State-of-the-Art Management
In the acute phase of facial burn management, it is important to rule out heat injury to the upper aerodigestive passages and lungs. The etiology of the burn injury is the single greatest determinant of inhalational injuries. Burns that have occurred outdoors or in open environments are unlikely to cause internal heat injuries. In closed environments, particularly house fires, internal injury should be suspected ( Fig. 22-4 ). Inhaled hot air can directly damage mucous membranes and cause edema. Swelling occurs within the first 24 to 48 hours and, if severe, may lead to airway obstruction and pulmonary insufficiency. In these cases, early endotracheal intubation should be performed. Nasotracheal intubation is preferred to the oral route because it can be easier to perform, is more comfortable when used for longer periods, and can be firmly secured. Fixation of the nasal tube is best done by transseptal suturing (2-3 or 3-0 silk), which provides good security and eliminates the need for tape on the face. When orally placed, the tube can be secured with interdental wires or sutures. If respiratory insufficiency is caused by heat injury, it is usually possible to extubate the patient after several days.

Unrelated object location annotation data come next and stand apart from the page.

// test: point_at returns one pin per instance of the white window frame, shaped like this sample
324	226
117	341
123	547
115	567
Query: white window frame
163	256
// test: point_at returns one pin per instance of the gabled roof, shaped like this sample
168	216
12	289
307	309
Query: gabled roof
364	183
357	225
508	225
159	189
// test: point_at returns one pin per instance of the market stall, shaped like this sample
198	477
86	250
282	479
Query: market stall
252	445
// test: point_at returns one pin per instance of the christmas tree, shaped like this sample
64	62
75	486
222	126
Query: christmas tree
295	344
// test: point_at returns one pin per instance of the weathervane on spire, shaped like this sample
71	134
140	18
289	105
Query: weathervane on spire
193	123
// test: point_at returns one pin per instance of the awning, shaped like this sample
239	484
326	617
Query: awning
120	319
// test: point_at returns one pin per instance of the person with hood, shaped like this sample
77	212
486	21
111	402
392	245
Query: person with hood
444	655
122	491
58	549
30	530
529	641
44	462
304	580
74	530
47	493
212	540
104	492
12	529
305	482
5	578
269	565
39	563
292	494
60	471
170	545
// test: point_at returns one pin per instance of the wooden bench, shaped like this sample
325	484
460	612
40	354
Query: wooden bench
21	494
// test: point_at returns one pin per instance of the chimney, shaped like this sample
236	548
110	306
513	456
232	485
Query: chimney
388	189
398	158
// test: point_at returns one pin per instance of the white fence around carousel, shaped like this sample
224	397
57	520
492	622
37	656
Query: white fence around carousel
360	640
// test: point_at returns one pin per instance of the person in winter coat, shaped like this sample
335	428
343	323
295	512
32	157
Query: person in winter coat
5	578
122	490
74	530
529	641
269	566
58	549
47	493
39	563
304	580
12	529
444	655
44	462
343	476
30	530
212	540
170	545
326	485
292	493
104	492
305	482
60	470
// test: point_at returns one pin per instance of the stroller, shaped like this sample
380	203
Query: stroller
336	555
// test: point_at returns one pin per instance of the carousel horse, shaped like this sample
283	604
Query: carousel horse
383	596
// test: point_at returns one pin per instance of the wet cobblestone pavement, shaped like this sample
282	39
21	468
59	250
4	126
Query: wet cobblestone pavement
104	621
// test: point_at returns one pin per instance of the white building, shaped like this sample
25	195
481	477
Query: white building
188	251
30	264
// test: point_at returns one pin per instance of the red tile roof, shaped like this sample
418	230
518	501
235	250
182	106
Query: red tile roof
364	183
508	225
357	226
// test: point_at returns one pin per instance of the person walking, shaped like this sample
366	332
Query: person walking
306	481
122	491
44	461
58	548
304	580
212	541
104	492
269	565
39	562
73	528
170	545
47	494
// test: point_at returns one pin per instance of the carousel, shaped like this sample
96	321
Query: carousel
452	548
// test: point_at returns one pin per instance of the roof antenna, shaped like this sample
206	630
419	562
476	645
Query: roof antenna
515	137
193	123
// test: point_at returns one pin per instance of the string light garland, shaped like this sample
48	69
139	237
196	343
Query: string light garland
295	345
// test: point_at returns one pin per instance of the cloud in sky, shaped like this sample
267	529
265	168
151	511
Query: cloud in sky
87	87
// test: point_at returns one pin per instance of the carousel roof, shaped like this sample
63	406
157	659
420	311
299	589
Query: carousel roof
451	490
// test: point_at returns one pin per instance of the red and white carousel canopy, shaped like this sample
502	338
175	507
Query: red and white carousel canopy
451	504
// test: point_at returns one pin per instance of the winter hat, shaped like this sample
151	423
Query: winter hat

On admission, facial burns are débrided of all loose blisters and eschar. Although there is debate about whether to open blisters, leaving fluid-filled blisters on the face may be an impediment to wound evaluation and healing. In very superficial burns, particularly those involving the periorbital area, bacitracin ophthalmic ointment is used without dressings. Deeper burns may require more aggressive treatment, which is influenced by the anatomical location of the facial burn.

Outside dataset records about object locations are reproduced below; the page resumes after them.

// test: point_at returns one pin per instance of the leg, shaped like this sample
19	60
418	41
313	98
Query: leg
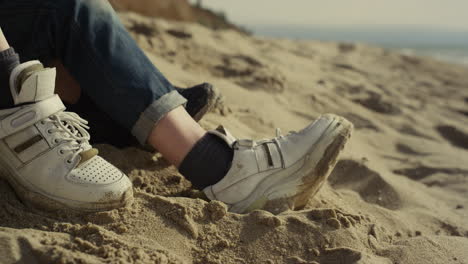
46	157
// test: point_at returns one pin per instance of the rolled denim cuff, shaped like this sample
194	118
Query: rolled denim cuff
155	112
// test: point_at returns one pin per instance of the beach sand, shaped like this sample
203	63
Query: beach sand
397	195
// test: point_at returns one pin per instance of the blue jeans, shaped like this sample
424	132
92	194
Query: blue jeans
91	42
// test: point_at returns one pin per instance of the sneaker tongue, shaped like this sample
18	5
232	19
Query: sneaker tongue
31	83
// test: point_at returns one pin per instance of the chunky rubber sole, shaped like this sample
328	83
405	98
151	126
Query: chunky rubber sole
280	192
49	203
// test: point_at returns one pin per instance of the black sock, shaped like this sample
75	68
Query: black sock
208	161
8	61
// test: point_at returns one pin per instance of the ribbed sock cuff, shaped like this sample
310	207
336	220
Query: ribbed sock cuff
9	59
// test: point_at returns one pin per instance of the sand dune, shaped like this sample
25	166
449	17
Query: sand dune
398	195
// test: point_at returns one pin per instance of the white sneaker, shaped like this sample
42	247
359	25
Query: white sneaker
45	154
282	173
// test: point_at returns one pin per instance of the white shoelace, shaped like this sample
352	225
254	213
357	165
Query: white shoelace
73	132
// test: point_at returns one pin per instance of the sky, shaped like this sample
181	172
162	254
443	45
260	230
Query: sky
440	14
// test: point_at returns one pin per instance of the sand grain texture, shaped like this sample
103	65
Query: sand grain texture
398	194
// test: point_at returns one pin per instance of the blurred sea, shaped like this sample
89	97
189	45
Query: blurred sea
445	45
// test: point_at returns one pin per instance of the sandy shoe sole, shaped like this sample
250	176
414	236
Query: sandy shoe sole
292	190
45	202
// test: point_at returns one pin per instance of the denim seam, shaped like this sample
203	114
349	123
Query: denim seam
154	113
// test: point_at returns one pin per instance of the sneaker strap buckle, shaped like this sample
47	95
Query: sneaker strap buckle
30	115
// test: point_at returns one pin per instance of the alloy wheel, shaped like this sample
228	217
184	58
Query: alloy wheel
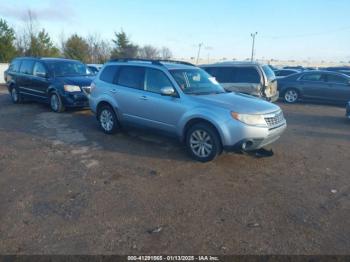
106	120
54	103
291	96
14	95
201	143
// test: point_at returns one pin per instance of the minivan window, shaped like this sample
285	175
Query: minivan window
14	67
223	74
132	76
156	80
39	69
313	77
196	81
68	68
336	79
109	73
27	67
269	72
247	75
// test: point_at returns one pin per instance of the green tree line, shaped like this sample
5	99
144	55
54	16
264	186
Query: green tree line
90	49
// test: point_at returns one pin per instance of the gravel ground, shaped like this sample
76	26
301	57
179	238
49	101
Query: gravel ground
67	188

Tetanus prophylaxis is given to all burn patients unless a booster has been received in the past 5 years. Because routine administration of antibiotics does not protect against burn wound cellulitis or sepsis, their use in the acute setting is not recommended. Unless specifically indicated by obvious wound infection or positive culture results, liberal use of antibiotics contributes to the development of resistant organisms, a common problem in hospital burn units.